Can someone help me prove that \[\displaystyle \int f(x)\left (\frac{dx}{dt}\right )dt = \int f(x) dx \]

What I would do is treat the differentials as fractions and just cancel the \(dt\) on numerator and denominator. However, I feel that it is cheating somehow. Is there a "formal" proof for this?

Answer 1

I like the cheating method :) Makes life easy. But I can't help you on the real proof..

Answer 2

in essence they are fractions, infinitesimal fractions.

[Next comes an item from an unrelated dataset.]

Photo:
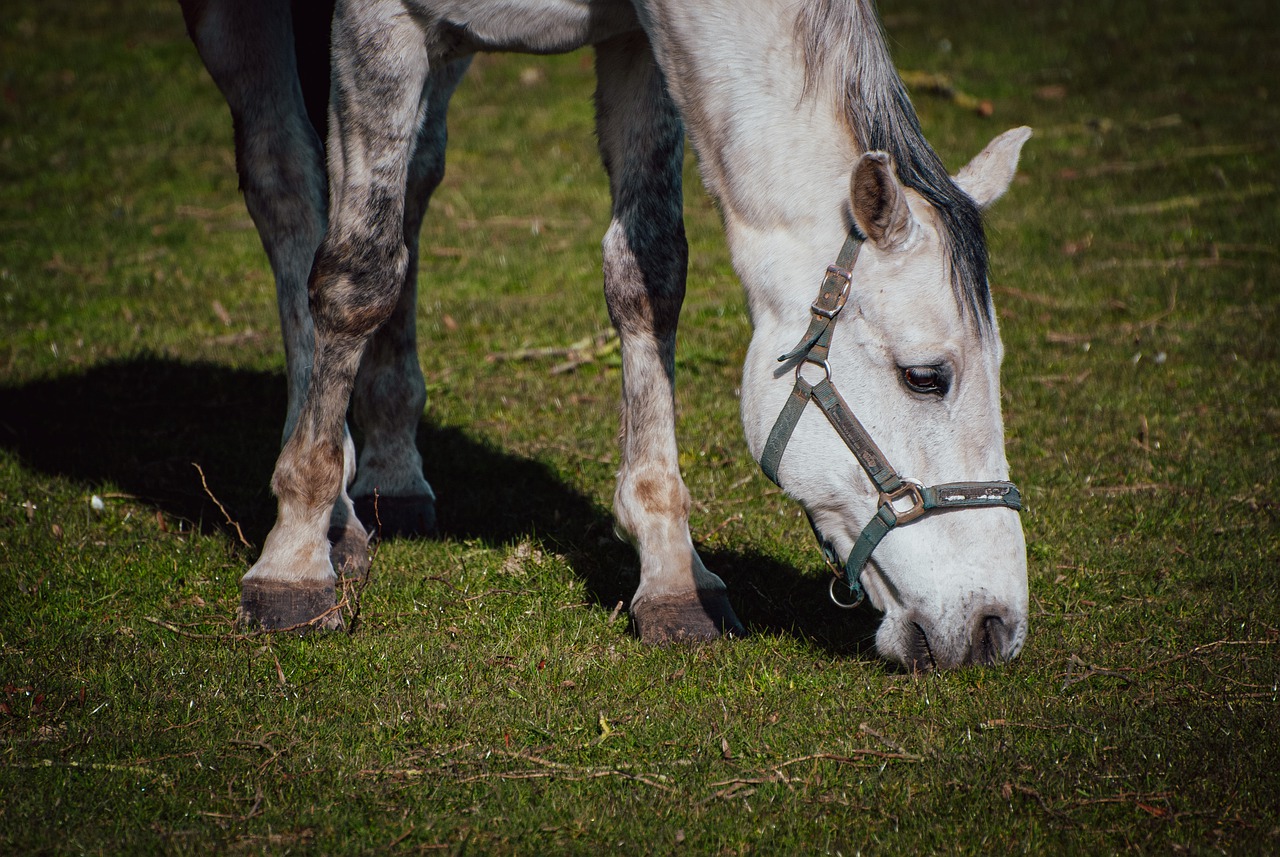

Quite valid to treat them that way.

dx/dt = lim t->0 Δx/Δt

Answer 3

for example if we can write the function F as follows:
\[F\left( {x\left( t \right)} \right)\]
then applying the chain rule we get:
\[\frac{{dF}}{{dt}} = \frac{{dF}}{{dx}}\frac{{dx}}{{dt}}\]
where F is such that:
\[F\left( x \right) = \int {f\left( x \right)\;dx} \]
Next multiplying both sides of the last equation, by dt, we get:

\[dF = \frac{{dF}}{{dx}}\frac{{dx}}{{dt}} = f\left( x \right)\frac{{dx}}{{dt}}\]
since, by definition, we can write:
\[\frac{{dF}}{{dx}} = f\left( x \right)\]

Answer 4

oops..
\[dF = \frac{{dF}}{{dx}}\frac{{dx}}{{dt}} = f\left( x \right)dx\]

Answer 5

\( F(x) = \int f(x) dx \) ie \(\frac{dF}{dx} = f(x)\)
then chain it wrt t, ie \(x = x(t), \frac{dF}{dt} = \frac{dF}{dx}.\frac{dx}{dt}\)
so \(F(x) = \int \frac{dF}{dx}.\frac{dx}{dt} dt = \int f(x) \ \frac{dx}{dt} dt\)

Answer 6

but i agree totally with @LifeEngineer, in the physical sciences you won't go wrong just flipping them round like fractions :p

Answer 7

Sweet thanks, this is exactly what I was looking for.

I don't deny that I'll be using them as fractions when applying them :p, it's just that I needed a formal proof. It has been bugging my mind and I couldn't prove it myself.